А несчастливый Борька Турусинов сидел под замком в бревенчатом складе экспедиции, матерился в бессильной злобе и вычислял, что же «в натуре» может пришить ему этот настырный мент. По всему выходило, что номер менту на этот раз выпал пустой, хотя и стоит ему, Борису, волнений. Единственное, в чем он сознавал себя замаранным, так это в установке на лосиной тропе ружья-самострела, на которое и наткнулся этот простофиля Михайлов. Но в его беде и гибели Борька себя ничуть не винил и не казнился, тем более сознаваться не думал и не мечтал: дело давнее, закрытое. Докопаться до него никак не удается, тем более что не раз уже пробовали. А Михайлов сам виноват – надо было смотреть, куда пер с дурной головой. Застрелился сам и двух невест осиротил: Соню и Зойку. При воспоминании о пышнотелой Соне Борька застонал и со всего размаху ударил по стене кулаком. Потом упал на ворох спецодежды и забылся.

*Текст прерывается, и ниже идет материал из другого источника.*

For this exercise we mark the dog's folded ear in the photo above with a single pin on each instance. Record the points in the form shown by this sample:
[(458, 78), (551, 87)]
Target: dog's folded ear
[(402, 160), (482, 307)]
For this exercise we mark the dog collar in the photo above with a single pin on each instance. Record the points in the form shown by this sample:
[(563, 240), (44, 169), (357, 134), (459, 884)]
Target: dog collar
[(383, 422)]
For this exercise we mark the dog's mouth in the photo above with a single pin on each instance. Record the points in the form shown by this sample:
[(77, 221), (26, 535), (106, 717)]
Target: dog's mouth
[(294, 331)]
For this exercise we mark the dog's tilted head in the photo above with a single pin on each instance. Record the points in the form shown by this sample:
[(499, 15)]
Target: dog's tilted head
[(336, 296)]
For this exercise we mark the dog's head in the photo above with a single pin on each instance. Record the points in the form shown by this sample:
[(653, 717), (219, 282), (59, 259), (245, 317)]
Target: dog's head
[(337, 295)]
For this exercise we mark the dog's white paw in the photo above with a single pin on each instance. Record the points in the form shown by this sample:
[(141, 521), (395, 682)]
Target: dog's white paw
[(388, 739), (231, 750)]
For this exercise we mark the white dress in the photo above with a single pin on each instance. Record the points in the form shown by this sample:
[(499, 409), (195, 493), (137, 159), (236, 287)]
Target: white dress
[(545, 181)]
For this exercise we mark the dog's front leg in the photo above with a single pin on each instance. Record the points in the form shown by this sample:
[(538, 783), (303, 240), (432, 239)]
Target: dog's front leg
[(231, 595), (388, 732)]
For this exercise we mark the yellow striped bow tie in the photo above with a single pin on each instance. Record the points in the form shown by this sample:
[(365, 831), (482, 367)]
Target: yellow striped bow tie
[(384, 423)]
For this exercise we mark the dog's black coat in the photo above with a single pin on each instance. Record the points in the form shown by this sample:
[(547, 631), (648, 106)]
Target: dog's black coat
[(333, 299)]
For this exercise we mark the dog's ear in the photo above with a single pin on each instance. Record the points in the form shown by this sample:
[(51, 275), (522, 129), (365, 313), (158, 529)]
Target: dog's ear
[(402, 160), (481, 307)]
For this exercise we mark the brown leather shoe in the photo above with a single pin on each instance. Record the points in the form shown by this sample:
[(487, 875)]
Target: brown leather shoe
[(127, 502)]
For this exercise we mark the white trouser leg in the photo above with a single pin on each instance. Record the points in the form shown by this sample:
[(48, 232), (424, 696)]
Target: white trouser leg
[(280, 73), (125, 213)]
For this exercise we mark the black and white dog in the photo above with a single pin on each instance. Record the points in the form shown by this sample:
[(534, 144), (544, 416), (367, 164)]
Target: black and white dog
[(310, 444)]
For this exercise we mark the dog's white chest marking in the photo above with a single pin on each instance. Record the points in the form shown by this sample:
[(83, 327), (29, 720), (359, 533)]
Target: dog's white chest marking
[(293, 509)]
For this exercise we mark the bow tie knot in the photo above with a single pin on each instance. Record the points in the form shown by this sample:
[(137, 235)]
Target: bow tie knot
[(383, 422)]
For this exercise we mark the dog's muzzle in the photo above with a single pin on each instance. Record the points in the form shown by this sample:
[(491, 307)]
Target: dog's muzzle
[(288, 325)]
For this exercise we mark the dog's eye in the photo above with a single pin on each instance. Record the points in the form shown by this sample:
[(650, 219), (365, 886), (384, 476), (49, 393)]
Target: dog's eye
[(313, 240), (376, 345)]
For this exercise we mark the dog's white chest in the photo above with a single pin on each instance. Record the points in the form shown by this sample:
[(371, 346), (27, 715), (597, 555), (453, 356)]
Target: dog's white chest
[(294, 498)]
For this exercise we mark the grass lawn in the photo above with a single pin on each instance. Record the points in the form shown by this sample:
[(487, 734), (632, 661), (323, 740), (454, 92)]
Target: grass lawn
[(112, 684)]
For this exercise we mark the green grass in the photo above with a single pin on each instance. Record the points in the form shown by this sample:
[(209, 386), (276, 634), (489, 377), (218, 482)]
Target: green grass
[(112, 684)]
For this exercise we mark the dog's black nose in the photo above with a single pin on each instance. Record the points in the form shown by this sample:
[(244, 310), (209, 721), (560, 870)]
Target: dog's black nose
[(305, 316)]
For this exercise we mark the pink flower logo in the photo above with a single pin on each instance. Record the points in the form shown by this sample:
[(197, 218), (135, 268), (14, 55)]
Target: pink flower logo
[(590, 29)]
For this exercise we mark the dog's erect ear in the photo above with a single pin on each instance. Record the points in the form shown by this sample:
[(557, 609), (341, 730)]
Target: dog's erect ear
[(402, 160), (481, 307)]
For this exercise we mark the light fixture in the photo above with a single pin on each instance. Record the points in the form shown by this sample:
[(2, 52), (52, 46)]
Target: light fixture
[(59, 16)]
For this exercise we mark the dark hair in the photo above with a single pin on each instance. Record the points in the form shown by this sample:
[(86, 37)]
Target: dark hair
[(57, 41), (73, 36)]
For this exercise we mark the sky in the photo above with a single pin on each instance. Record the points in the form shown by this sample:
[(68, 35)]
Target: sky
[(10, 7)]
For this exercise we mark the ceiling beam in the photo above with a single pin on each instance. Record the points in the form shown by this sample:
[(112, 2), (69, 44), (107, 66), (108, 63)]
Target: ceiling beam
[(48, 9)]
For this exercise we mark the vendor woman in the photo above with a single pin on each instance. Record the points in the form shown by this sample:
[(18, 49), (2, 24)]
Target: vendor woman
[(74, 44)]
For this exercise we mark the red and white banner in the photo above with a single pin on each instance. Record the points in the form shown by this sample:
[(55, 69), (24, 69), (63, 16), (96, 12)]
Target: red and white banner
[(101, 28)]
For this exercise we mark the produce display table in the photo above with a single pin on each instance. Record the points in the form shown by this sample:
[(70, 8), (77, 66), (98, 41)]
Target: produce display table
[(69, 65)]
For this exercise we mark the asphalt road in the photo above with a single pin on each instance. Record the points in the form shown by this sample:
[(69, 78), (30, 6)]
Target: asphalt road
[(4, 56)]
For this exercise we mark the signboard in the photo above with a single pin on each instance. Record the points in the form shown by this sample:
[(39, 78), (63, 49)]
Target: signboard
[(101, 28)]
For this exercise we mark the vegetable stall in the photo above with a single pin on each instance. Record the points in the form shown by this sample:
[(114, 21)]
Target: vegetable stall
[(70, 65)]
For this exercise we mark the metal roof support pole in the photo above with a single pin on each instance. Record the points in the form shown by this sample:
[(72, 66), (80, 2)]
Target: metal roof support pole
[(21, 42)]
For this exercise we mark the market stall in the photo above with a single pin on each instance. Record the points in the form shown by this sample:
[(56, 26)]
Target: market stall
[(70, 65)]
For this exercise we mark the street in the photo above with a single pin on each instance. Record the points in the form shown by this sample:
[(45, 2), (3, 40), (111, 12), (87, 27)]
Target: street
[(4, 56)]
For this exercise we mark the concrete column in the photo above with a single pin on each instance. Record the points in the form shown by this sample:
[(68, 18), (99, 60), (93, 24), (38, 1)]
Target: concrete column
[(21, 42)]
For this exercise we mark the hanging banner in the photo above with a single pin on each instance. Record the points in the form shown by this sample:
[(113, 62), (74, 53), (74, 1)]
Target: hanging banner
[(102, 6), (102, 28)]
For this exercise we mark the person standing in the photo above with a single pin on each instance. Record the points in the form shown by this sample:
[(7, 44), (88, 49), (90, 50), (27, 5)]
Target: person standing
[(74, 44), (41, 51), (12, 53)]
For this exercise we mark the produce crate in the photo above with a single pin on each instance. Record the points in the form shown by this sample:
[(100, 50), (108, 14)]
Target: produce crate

Капитан Ермаков изучил северную специфику и усвоил, что, если необходимо уехать или отправить груз, единственная возможность до прихода рейсового парохода – это ждать на берегу оказии. Оказии временами случаются: то набежит с товарами самоходка из рыбкоопа, то причалит на пяток минут почтовый катерок, чтобы сбросить почту и банку с кинолентами, то заблудится в протоках буксир и завернет в поселок за водкой и хлебом. И чтобы не упустить случайной оказии, к ней следовало постоянно быть готовым.
С высокого берега излучина Неги просматривалась в обе стороны на добрый пяток километров. Вода голубела под еще не остывшим небом, чайки ссорились из-за рыбьего пузыря, на береговых мостках полоскали белье бабы, и никаких судов, способных стать оказией, не появлялось. Только внизу под крутояром тарахтел мотобот «Трезвый» – шел в традиционный рейс за покосниками. На его пустынной палубе одиноко красовался загорелым обнаженным телом вчерашний герой – Витька Седых. «Экий туземец!» – залюбовался им Ермаков и вспомнил, что забыл взять у него показания как у свидетеля, обнаружившего труп. Докричаться, чтобы снять его с мотобота, нечего было и думать, и Ермаков решил для себя, что оформит протокол сразу же по возвращении Виктора с покоса. Что свидетель не задержится, сомневаться не приходилось: в одних плавках там делать нечего.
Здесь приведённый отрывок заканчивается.